Routers humming, screens aglow and fingers typing, CyberSecurity Club prepares for their upcoming international competition Saturday, Oct. 26. As part of CyberPatriot, an international organization dedicated to youth cyber education, the team will compete in hopes of attending nationals later this year.
“I am excited to compete this weekend because of CyberPatriot’s intellectually challenging nature and all of the intricate details that go into it. The competitive nature and aspect that the club fosters in it’s members [makes CyberPatriot] fun,” Vice President and senior Kesava Viswanadha said.
The team will compete to secure images given to the teams by the CyberPatriot organization by coding programs and algorithms that will digitally protect the image. Members will work in pairs to secure images that are stationed on various web servers, further securing the web server itself.
“We’re trying to get a perfect score [on securing] two of the images. I think it’s attainable because this is our third year doing it, and we’ve grown a lot as a team,” founder, President and junior Sri Jaladi said. “We think we can do it because we’ve done a lot more preparation, and last year, we were pretty close. It’s really fun; it makes a loud “Mario Kart” noise when you get more points, so it’s a fun and competitive environment. We want the perfect score for [the feeling of] achievement.”

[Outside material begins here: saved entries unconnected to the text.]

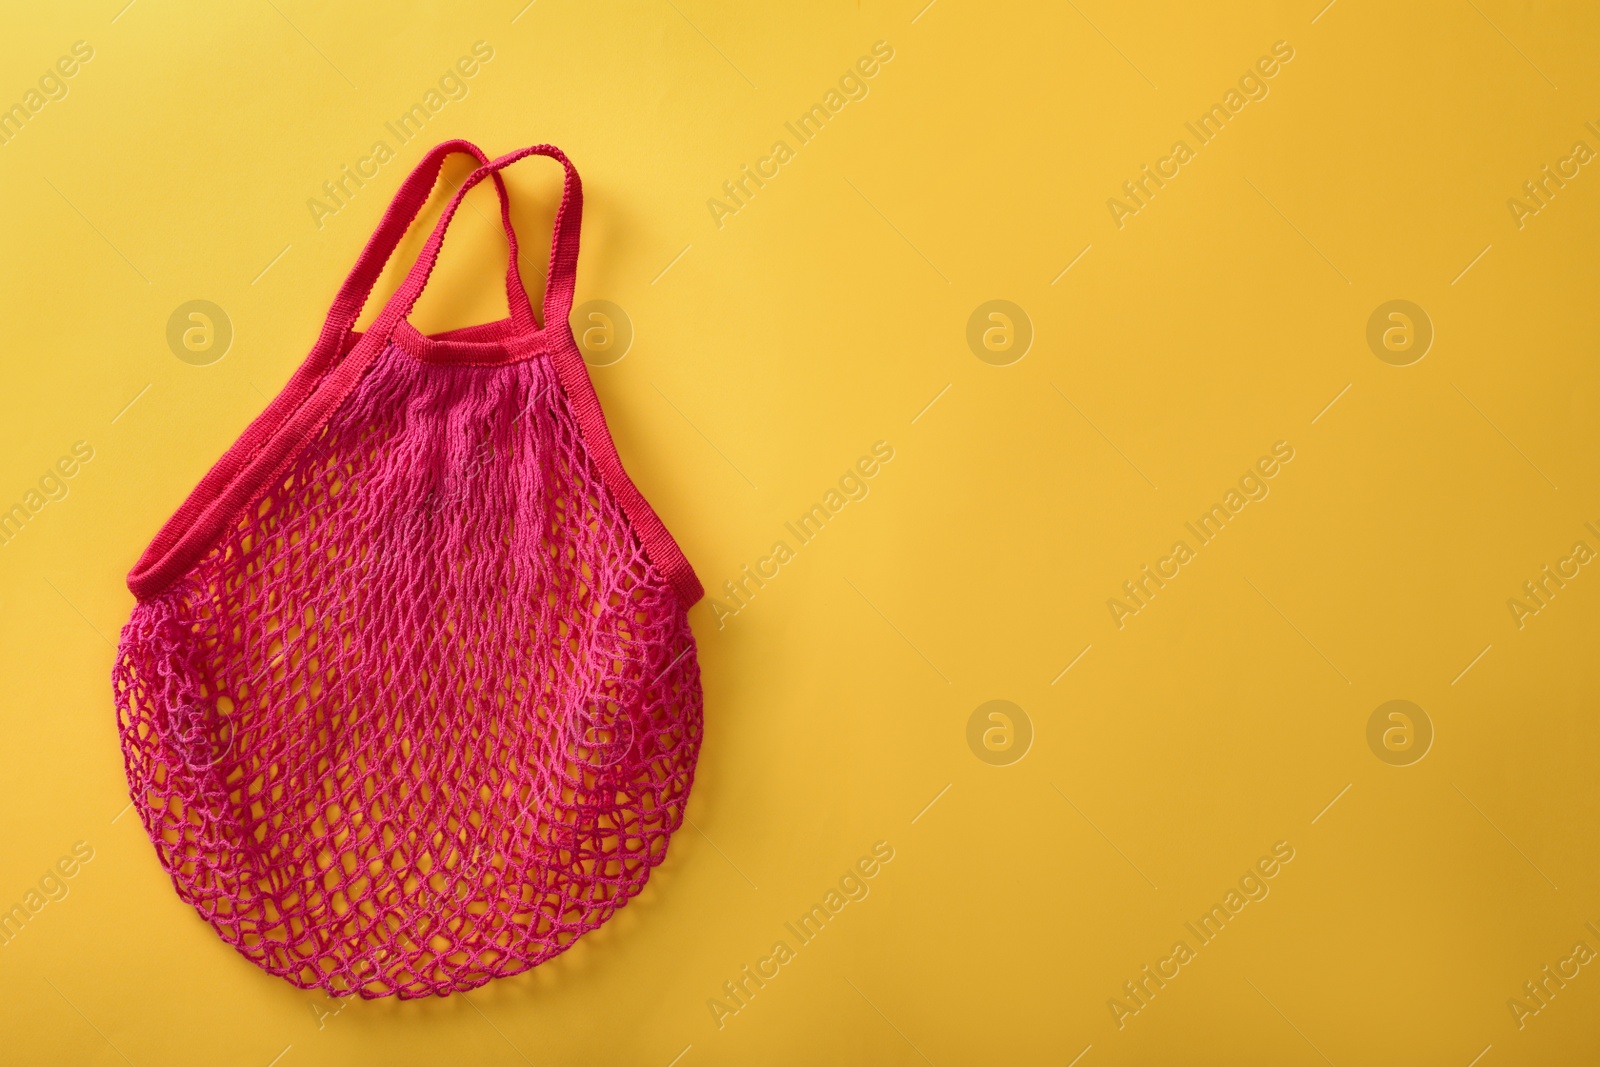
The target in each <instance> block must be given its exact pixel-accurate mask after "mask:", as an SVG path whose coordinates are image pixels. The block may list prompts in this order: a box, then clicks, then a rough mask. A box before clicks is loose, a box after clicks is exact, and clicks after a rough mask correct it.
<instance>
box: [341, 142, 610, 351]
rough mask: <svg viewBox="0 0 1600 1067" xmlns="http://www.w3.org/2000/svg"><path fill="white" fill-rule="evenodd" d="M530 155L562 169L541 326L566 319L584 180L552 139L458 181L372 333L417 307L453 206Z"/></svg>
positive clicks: (499, 159) (390, 299) (387, 327)
mask: <svg viewBox="0 0 1600 1067" xmlns="http://www.w3.org/2000/svg"><path fill="white" fill-rule="evenodd" d="M528 155H544V157H549V158H552V160H557V162H558V163H560V165H562V166H563V168H565V171H566V176H565V179H563V182H562V203H560V206H558V208H557V210H555V226H554V230H552V235H550V272H549V277H547V280H546V285H544V326H542V328H544V330H549V328H550V325H552V323H565V322H566V318H568V315H571V310H573V293H574V291H576V285H578V234H579V230H581V229H582V218H584V187H582V181H579V178H578V170H576V168H574V166H573V163H571V160H568V158H566V154H565V152H562V150H560V149H558V147H555V146H554V144H534V146H530V147H526V149H517V150H515V152H509V154H506V155H502V157H499V158H498V160H494V162H491V163H485V165H483V166H480V168H478V170H475V171H472V174H470V176H467V179H466V181H464V182H461V187H459V189H458V190H456V195H454V197H451V200H450V203H448V205H445V213H443V214H442V216H440V218H438V224H437V226H435V227H434V234H432V235H430V237H429V238H427V245H424V246H422V253H421V254H419V256H418V258H416V262H414V264H413V266H411V272H410V274H408V275H406V278H405V282H403V283H402V285H400V288H398V290H395V294H394V296H392V298H389V304H387V306H386V307H384V310H382V314H379V317H378V320H376V322H374V323H373V333H374V334H378V336H381V338H387V336H389V333H390V331H392V330H394V328H395V326H397V325H398V323H400V320H402V318H405V317H406V315H410V314H411V309H413V307H416V301H418V298H421V296H422V288H424V286H426V285H427V280H429V277H430V275H432V274H434V266H435V264H437V262H438V251H440V248H442V246H443V243H445V230H446V229H450V221H451V219H453V218H454V216H456V210H458V208H459V206H461V202H462V200H464V198H466V195H467V192H470V190H472V187H474V186H477V184H478V182H480V181H483V179H485V178H493V179H494V181H496V182H501V176H499V171H502V170H506V168H507V166H510V165H512V163H515V162H517V160H520V158H523V157H528ZM515 266H517V264H515V254H514V256H512V269H515Z"/></svg>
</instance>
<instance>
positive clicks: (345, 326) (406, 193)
mask: <svg viewBox="0 0 1600 1067" xmlns="http://www.w3.org/2000/svg"><path fill="white" fill-rule="evenodd" d="M456 152H462V154H466V155H470V157H472V158H475V160H477V162H478V165H480V170H482V166H483V165H488V162H490V158H488V155H485V154H483V149H480V147H478V146H475V144H472V142H470V141H462V139H454V141H445V142H442V144H438V146H435V147H434V149H432V150H429V154H427V155H424V157H422V160H421V162H419V163H418V165H416V166H414V168H413V170H411V173H410V174H408V176H406V179H405V182H403V184H402V186H400V190H398V192H397V194H395V197H394V200H392V202H390V203H389V210H387V211H386V213H384V218H382V221H381V222H379V224H378V229H376V230H373V235H371V237H370V238H368V242H366V248H363V250H362V254H360V258H358V259H357V261H355V266H354V267H352V269H350V275H349V277H347V278H346V280H344V285H342V286H339V294H338V296H336V298H334V299H333V309H331V310H330V312H328V322H326V325H325V326H323V339H326V341H338V342H342V341H344V338H346V336H347V334H349V333H350V330H352V328H354V326H355V320H357V318H360V317H362V309H363V307H365V306H366V301H368V299H370V298H371V294H373V286H376V285H378V278H379V277H381V275H382V272H384V267H386V266H387V264H389V258H390V256H394V253H395V248H398V246H400V238H402V237H405V232H406V230H408V229H410V227H411V222H414V221H416V216H418V213H421V210H422V206H424V205H427V200H429V197H430V195H432V192H434V186H435V184H437V182H438V174H440V171H442V170H443V166H445V160H446V158H450V157H451V155H454V154H456ZM474 184H475V182H474ZM464 187H467V186H464ZM494 192H496V194H498V195H499V202H501V226H502V227H504V230H506V242H507V243H509V245H510V262H509V266H507V267H506V306H507V307H509V310H510V317H512V320H514V322H517V323H518V325H520V326H523V328H531V326H533V325H534V320H533V306H531V304H530V302H528V291H526V290H525V288H523V283H522V272H520V270H518V266H517V262H518V259H520V256H518V251H517V230H515V227H514V226H512V221H510V194H509V192H507V190H506V182H504V181H501V176H499V174H498V173H496V174H494ZM459 194H461V190H459V189H458V197H456V200H459V198H461V195H459Z"/></svg>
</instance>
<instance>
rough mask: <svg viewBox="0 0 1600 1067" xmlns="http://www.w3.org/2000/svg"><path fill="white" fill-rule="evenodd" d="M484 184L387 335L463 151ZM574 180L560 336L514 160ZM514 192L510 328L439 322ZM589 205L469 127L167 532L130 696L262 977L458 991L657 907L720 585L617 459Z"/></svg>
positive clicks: (509, 225) (424, 162) (196, 851)
mask: <svg viewBox="0 0 1600 1067" xmlns="http://www.w3.org/2000/svg"><path fill="white" fill-rule="evenodd" d="M454 152H464V154H469V155H472V157H474V158H475V160H477V162H478V163H480V166H478V170H477V171H474V173H472V176H470V178H467V181H466V182H462V186H461V189H459V190H458V192H456V195H454V197H453V198H451V200H450V205H448V206H446V208H445V213H443V216H442V218H440V221H438V226H437V227H435V229H434V232H432V237H429V240H427V243H426V246H424V248H422V253H421V256H419V258H418V261H416V264H414V266H413V267H411V270H410V274H408V275H406V278H405V282H403V283H402V285H400V288H398V290H397V291H395V294H394V296H392V298H390V299H389V302H387V304H386V306H384V307H382V310H381V314H379V315H378V318H376V322H374V323H373V326H371V328H370V330H366V331H365V333H357V331H355V330H354V326H355V322H357V318H358V315H360V310H362V306H363V304H365V302H366V298H368V296H370V293H371V290H373V285H374V283H376V280H378V277H379V274H381V272H382V269H384V264H386V262H387V261H389V258H390V254H392V253H394V250H395V246H397V245H398V242H400V238H402V235H403V234H405V230H406V227H408V226H410V224H411V221H413V219H414V218H416V214H418V211H419V210H421V208H422V206H424V203H426V202H427V198H429V195H430V190H432V189H434V184H435V181H437V178H438V173H440V168H442V166H443V162H445V158H446V157H448V155H451V154H454ZM525 155H546V157H550V158H554V160H557V162H560V163H562V166H563V168H565V171H566V174H565V184H563V192H562V205H560V210H558V211H557V216H555V227H554V238H552V248H550V274H549V283H547V286H546V294H544V323H542V326H541V325H539V322H538V320H536V318H534V314H533V307H531V306H530V302H528V296H526V293H525V291H523V285H522V277H520V274H518V269H517V259H518V256H517V235H515V232H514V230H512V222H510V203H509V194H507V190H506V186H504V182H502V179H501V176H499V170H501V168H504V166H507V165H509V163H512V162H515V160H520V158H522V157H525ZM485 178H491V179H493V181H494V187H496V190H498V194H499V200H501V221H502V224H504V227H506V237H507V240H509V243H510V258H509V267H507V270H506V296H507V301H509V315H507V318H504V320H499V322H493V323H485V325H478V326H467V328H462V330H451V331H446V333H442V334H435V336H424V334H421V333H418V330H416V328H414V326H413V325H411V323H410V322H408V320H406V317H408V314H410V312H411V307H413V306H414V304H416V299H418V296H419V294H421V293H422V286H424V285H426V283H427V278H429V275H430V274H432V270H434V264H435V261H437V258H438V250H440V246H442V243H443V240H445V230H446V227H448V226H450V221H451V218H453V216H454V214H456V210H458V208H459V206H461V202H462V197H464V195H466V194H467V190H469V189H472V187H474V186H477V184H478V182H480V181H483V179H485ZM581 218H582V187H581V184H579V181H578V173H576V171H574V170H573V165H571V163H570V162H568V160H566V157H565V155H563V154H562V152H560V150H558V149H555V147H550V146H534V147H528V149H522V150H518V152H512V154H509V155H504V157H501V158H498V160H494V162H488V160H486V157H485V155H483V152H482V150H478V149H477V147H475V146H472V144H469V142H466V141H448V142H445V144H440V146H438V147H435V149H434V150H432V152H429V155H427V157H426V158H424V160H422V162H421V163H419V165H418V166H416V170H414V171H413V173H411V174H410V176H408V178H406V181H405V184H403V186H402V187H400V192H398V194H397V197H395V202H394V203H392V205H390V208H389V211H387V213H386V214H384V219H382V222H381V224H379V226H378V230H376V232H374V234H373V237H371V240H370V242H368V245H366V248H365V251H363V253H362V258H360V259H358V261H357V264H355V269H354V270H352V272H350V277H349V278H347V280H346V283H344V286H342V288H341V291H339V294H338V299H336V301H334V304H333V310H331V312H330V315H328V320H326V325H325V326H323V330H322V334H320V338H318V339H317V344H315V347H314V349H312V350H310V355H309V357H307V358H306V363H304V365H302V366H301V368H299V371H296V374H294V376H293V378H291V379H290V382H288V386H286V387H285V389H283V392H282V394H280V395H278V397H277V398H275V400H274V402H272V405H270V406H267V410H266V411H264V413H262V414H261V416H259V418H258V419H256V421H254V422H253V424H251V426H250V429H246V430H245V434H243V437H240V440H238V443H235V445H234V446H232V448H230V450H229V451H227V454H224V456H222V459H221V461H219V462H218V464H216V467H213V469H211V472H210V474H206V477H205V480H202V482H200V485H198V486H197V488H195V491H194V493H192V494H190V496H189V499H187V501H186V502H184V504H182V507H181V509H179V510H178V514H176V515H173V518H171V520H168V523H166V525H165V526H163V528H162V531H160V533H158V534H157V537H155V541H154V542H152V544H150V547H149V549H147V550H146V553H144V557H142V558H141V560H139V563H138V566H136V568H134V569H133V573H131V574H130V576H128V589H130V590H133V593H134V597H136V598H138V605H136V606H134V609H133V616H131V617H130V619H128V624H126V625H125V627H123V632H122V645H120V648H118V653H117V664H115V667H114V670H112V688H114V694H115V701H117V725H118V731H120V734H122V747H123V755H125V758H126V766H128V785H130V790H131V797H133V805H134V808H138V811H139V817H141V819H142V821H144V827H146V830H147V832H149V835H150V840H152V841H154V843H155V853H157V856H158V857H160V862H162V865H163V867H165V869H166V872H168V873H170V875H171V878H173V885H174V886H176V888H178V894H179V896H181V897H182V899H184V901H187V902H189V904H192V905H194V907H195V909H197V910H198V912H200V915H202V917H205V920H206V921H210V923H211V925H213V926H214V928H216V931H218V933H219V934H221V936H222V939H224V941H227V942H229V944H230V945H234V947H235V949H238V952H240V953H243V955H245V957H246V958H250V960H253V961H254V963H258V965H259V966H261V968H264V969H267V971H270V973H272V974H278V976H282V977H285V979H288V981H290V982H293V984H296V985H299V987H304V989H312V987H320V989H323V990H326V992H330V993H334V995H344V993H358V995H362V997H387V995H394V993H398V995H400V997H405V998H410V997H426V995H440V993H448V992H451V990H467V989H474V987H477V985H482V984H483V982H486V981H490V979H491V977H502V976H507V974H515V973H518V971H525V969H526V968H531V966H534V965H538V963H541V961H544V960H547V958H549V957H552V955H555V953H558V952H562V950H563V949H566V947H568V945H571V944H573V941H574V939H578V937H579V936H581V934H584V933H586V931H589V929H594V928H595V926H598V925H600V923H603V921H605V920H606V918H610V917H611V913H613V912H614V910H616V909H618V907H621V905H622V904H626V902H627V901H629V897H632V896H634V894H635V893H638V891H640V888H643V885H645V880H646V878H648V877H650V870H651V867H654V865H656V864H659V862H661V859H662V857H664V856H666V849H667V838H669V837H670V835H672V832H674V830H677V827H678V825H680V824H682V821H683V806H685V803H686V800H688V790H690V784H691V781H693V777H694V761H696V757H698V753H699V742H701V685H699V665H698V662H696V654H694V637H693V633H691V632H690V625H688V619H686V611H688V608H690V606H691V605H693V603H696V601H698V600H699V598H701V595H702V592H701V584H699V581H696V577H694V573H693V569H691V568H690V565H688V561H686V560H685V557H683V553H682V552H680V550H678V547H677V544H675V542H674V541H672V537H670V536H669V534H667V530H666V526H662V523H661V520H659V518H658V517H656V514H654V510H651V507H650V504H648V502H646V501H645V498H643V496H642V494H640V493H638V490H637V488H635V486H634V483H632V482H630V480H629V477H627V474H626V472H624V470H622V464H621V461H619V458H618V453H616V448H614V445H613V443H611V435H610V432H608V430H606V424H605V418H603V414H602V413H600V403H598V400H597V397H595V392H594V387H592V386H590V382H589V373H587V370H586V366H584V362H582V357H581V355H579V350H578V346H576V344H574V341H573V333H571V328H570V325H568V315H570V312H571V302H573V286H574V274H576V266H578V230H579V222H581Z"/></svg>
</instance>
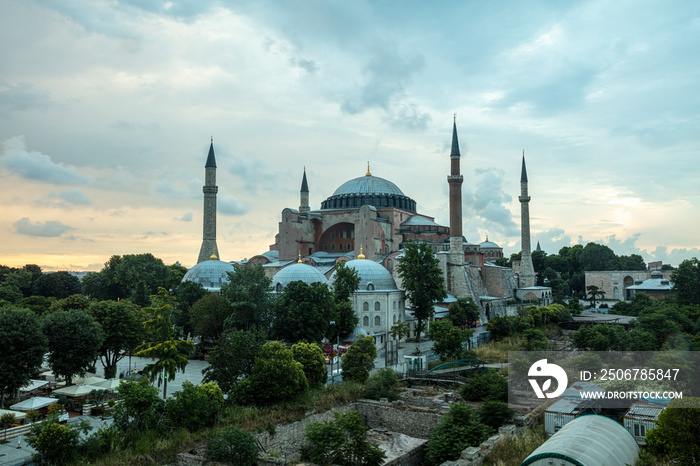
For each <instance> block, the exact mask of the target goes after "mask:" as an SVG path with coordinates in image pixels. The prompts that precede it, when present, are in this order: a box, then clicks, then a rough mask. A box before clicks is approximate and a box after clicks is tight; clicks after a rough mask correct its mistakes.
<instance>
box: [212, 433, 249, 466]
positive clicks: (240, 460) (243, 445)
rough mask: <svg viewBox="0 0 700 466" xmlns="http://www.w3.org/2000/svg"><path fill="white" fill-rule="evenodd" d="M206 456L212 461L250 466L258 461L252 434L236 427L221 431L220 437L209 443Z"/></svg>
mask: <svg viewBox="0 0 700 466" xmlns="http://www.w3.org/2000/svg"><path fill="white" fill-rule="evenodd" d="M207 456H208V457H209V458H210V459H212V460H214V461H226V462H229V463H231V464H236V465H241V466H252V465H255V464H256V462H257V459H258V446H257V444H256V443H255V437H253V434H251V433H250V432H246V431H244V430H240V429H239V428H238V427H236V426H229V427H225V428H224V429H223V430H222V431H221V437H217V438H215V439H213V440H211V441H210V442H209V447H208V449H207Z"/></svg>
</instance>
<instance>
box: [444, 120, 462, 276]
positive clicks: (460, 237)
mask: <svg viewBox="0 0 700 466" xmlns="http://www.w3.org/2000/svg"><path fill="white" fill-rule="evenodd" d="M460 158H461V155H460V153H459V141H458V140H457V116H456V115H455V119H454V123H453V126H452V152H451V153H450V175H449V176H448V177H447V183H448V184H449V185H450V262H452V263H453V264H457V265H459V264H462V263H464V249H463V246H462V181H464V177H463V176H462V175H461V174H460V167H459V162H460Z"/></svg>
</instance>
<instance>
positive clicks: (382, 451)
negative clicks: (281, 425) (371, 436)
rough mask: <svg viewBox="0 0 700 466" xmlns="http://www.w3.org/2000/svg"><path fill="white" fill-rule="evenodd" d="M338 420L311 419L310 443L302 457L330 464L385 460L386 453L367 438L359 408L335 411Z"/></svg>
mask: <svg viewBox="0 0 700 466" xmlns="http://www.w3.org/2000/svg"><path fill="white" fill-rule="evenodd" d="M333 416H334V417H335V419H333V420H332V421H326V422H322V423H321V422H311V423H309V425H308V426H307V428H306V441H307V442H308V443H307V444H306V445H303V446H302V448H301V452H300V453H301V459H302V460H303V461H310V462H312V463H315V464H319V465H323V466H328V465H331V464H338V465H340V466H356V465H366V466H374V465H380V464H383V463H384V459H385V458H386V454H385V453H384V452H383V451H382V450H380V449H379V447H377V446H376V445H373V444H371V443H370V442H369V441H367V431H368V430H369V427H367V426H365V425H364V423H363V422H362V418H361V417H360V415H359V414H358V413H357V411H350V412H348V413H344V414H341V413H333Z"/></svg>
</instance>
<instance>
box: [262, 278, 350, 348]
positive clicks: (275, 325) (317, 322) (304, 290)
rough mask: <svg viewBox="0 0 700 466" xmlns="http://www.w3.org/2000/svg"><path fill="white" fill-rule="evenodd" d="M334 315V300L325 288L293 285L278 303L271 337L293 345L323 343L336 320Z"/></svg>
mask: <svg viewBox="0 0 700 466" xmlns="http://www.w3.org/2000/svg"><path fill="white" fill-rule="evenodd" d="M334 311H335V306H334V302H333V298H332V296H331V293H330V291H329V290H328V287H327V286H326V285H325V284H323V283H312V284H311V285H308V284H306V283H304V282H302V281H295V282H291V283H289V284H288V285H287V286H285V287H284V289H283V290H282V293H280V295H279V297H278V298H277V301H275V305H274V313H275V320H274V323H273V325H272V334H273V335H274V336H275V337H276V338H279V339H281V340H286V341H291V342H297V341H301V340H307V341H316V342H320V341H321V340H322V339H323V337H324V336H326V335H328V333H329V332H328V331H329V325H330V321H332V320H335V319H336V317H337V316H336V315H335V312H334Z"/></svg>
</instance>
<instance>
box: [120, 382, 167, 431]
mask: <svg viewBox="0 0 700 466" xmlns="http://www.w3.org/2000/svg"><path fill="white" fill-rule="evenodd" d="M164 412H165V401H163V400H161V399H160V398H159V397H158V389H157V388H156V387H154V386H152V385H150V384H149V383H148V380H146V379H141V380H134V379H123V380H122V381H121V382H120V383H119V403H117V404H116V405H115V408H114V425H115V426H116V427H117V428H118V429H119V430H120V431H122V432H125V433H130V434H132V435H139V433H140V432H144V431H147V430H152V429H156V428H157V427H158V426H159V424H160V422H161V419H162V416H163V413H164Z"/></svg>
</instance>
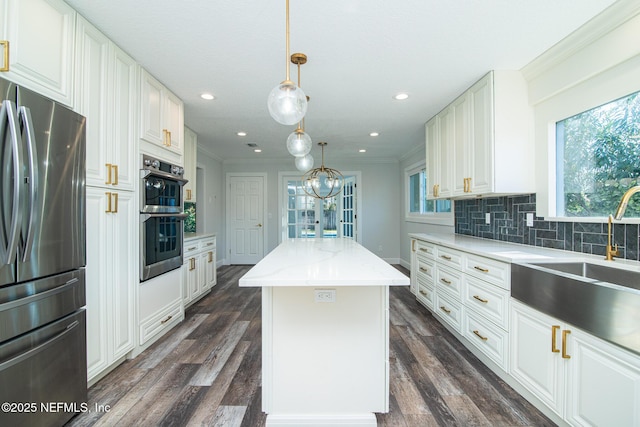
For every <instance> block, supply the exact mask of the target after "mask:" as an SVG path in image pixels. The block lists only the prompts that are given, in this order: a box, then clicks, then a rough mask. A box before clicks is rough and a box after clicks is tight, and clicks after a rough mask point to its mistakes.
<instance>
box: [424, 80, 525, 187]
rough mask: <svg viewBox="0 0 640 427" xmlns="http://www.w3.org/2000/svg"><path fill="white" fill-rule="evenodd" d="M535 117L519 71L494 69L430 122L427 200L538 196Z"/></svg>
mask: <svg viewBox="0 0 640 427" xmlns="http://www.w3.org/2000/svg"><path fill="white" fill-rule="evenodd" d="M532 114H533V113H532V110H531V108H530V107H529V105H528V102H527V85H526V82H525V80H524V78H523V77H522V75H521V73H520V72H519V71H492V72H490V73H488V74H487V75H486V76H484V77H483V78H482V79H480V80H479V81H478V82H477V83H476V84H474V85H473V86H472V87H471V88H470V89H469V90H467V91H466V92H465V93H463V94H462V95H461V96H460V97H458V98H456V100H454V101H453V102H452V103H451V104H450V105H449V106H447V107H446V108H445V109H444V110H442V111H441V112H440V113H438V115H437V116H436V117H434V118H433V119H431V120H430V121H429V122H427V128H426V139H427V168H428V170H427V174H428V175H427V176H431V175H432V174H434V178H433V179H434V180H433V181H430V182H428V183H427V184H428V186H429V191H428V197H430V198H464V197H477V196H484V195H490V194H494V195H495V194H517V193H531V192H534V191H535V190H534V173H533V172H534V159H533V145H532V144H533V139H532V138H531V136H532V134H531V129H532V118H533V115H532ZM434 120H437V121H439V128H440V130H439V132H437V133H436V132H434V131H433V130H432V129H430V126H433V125H432V122H434ZM437 138H439V141H437V142H434V141H435V140H436V139H437ZM436 147H439V149H436ZM434 171H435V172H434ZM434 185H435V186H437V187H436V188H435V194H434V188H433V186H434Z"/></svg>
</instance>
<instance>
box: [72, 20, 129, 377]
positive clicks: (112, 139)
mask: <svg viewBox="0 0 640 427" xmlns="http://www.w3.org/2000/svg"><path fill="white" fill-rule="evenodd" d="M76 36H77V37H76V40H77V42H76V48H77V51H76V58H77V61H76V64H77V69H76V110H77V111H78V112H79V113H80V114H83V115H84V116H86V117H87V175H86V179H87V187H86V188H87V204H86V209H87V365H88V366H87V369H88V371H87V376H88V380H89V383H90V384H91V383H92V382H95V381H97V380H98V379H99V378H100V377H101V376H103V375H104V374H105V373H107V372H108V371H109V369H110V368H111V367H113V366H115V365H117V364H118V363H119V361H120V360H121V359H123V358H124V357H126V355H127V353H128V352H129V351H130V350H131V349H133V347H134V342H135V339H134V338H135V335H134V334H135V331H134V325H135V324H136V321H135V317H134V316H135V312H134V307H135V295H136V293H135V285H136V284H137V271H136V268H135V267H136V265H137V264H136V260H137V259H138V243H137V240H138V239H136V238H135V236H136V235H137V227H136V224H137V218H138V215H137V210H138V209H137V204H136V199H135V197H134V196H135V184H136V183H137V181H138V180H137V179H136V174H135V172H136V167H135V166H136V165H135V159H136V158H137V152H138V149H137V145H136V142H137V141H138V138H137V135H136V129H137V122H136V117H137V111H138V103H137V94H138V68H137V65H136V63H135V61H134V60H133V59H132V58H130V57H129V56H127V55H126V54H125V53H124V52H123V51H122V50H120V49H119V48H118V47H117V46H115V45H114V44H113V43H112V42H110V41H109V40H108V39H107V38H106V37H105V36H104V35H103V34H102V33H100V32H99V31H98V30H97V29H96V28H94V27H93V26H92V25H91V24H90V23H88V22H87V21H86V20H84V19H83V18H82V17H80V16H78V20H77V29H76Z"/></svg>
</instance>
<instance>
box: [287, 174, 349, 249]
mask: <svg viewBox="0 0 640 427" xmlns="http://www.w3.org/2000/svg"><path fill="white" fill-rule="evenodd" d="M285 182H286V186H287V202H286V203H287V207H286V213H285V217H286V229H285V230H284V233H283V237H284V238H288V239H292V238H322V237H328V238H331V237H349V238H353V239H356V238H357V227H356V218H357V214H356V206H357V203H356V191H355V190H356V183H355V177H351V176H349V177H345V186H344V188H343V190H342V192H340V194H338V195H336V196H333V197H329V198H327V199H316V198H314V197H311V196H309V195H307V194H306V193H305V192H304V190H303V189H302V186H301V183H302V182H301V181H300V179H299V178H285Z"/></svg>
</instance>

The team prepared by learning from past competitions and errors so they can improve their time and speed.
“We created a checklist from last year, so every time we found something wrong in an image that we had to fix, we wrote it down so we have it this year. All that time we spent finding all that last year we don’t have to spend this year,” Jaladi said. “At the same time, we’re trying to write scripts so it will automate the process for us so we can focus on more difficult vulnerabilities. We’ve been securing practice images too that aren’t official, but users have made themselves.”
In addition to competitive goals, CyberSecurity Club hopes to host help sessions and inform the Parkway community on matters of cybersecurity.
“This year we want to get out a newsletter or regular email sent out to parents and students in Parkway to give them cybersecurity reminders,” Jaladi said. “We already hosted one cybersecurity workshop event but would like to host more, [hopefully] around five times a year. We want to work with the district a bit more [on matters of cybersecurity].”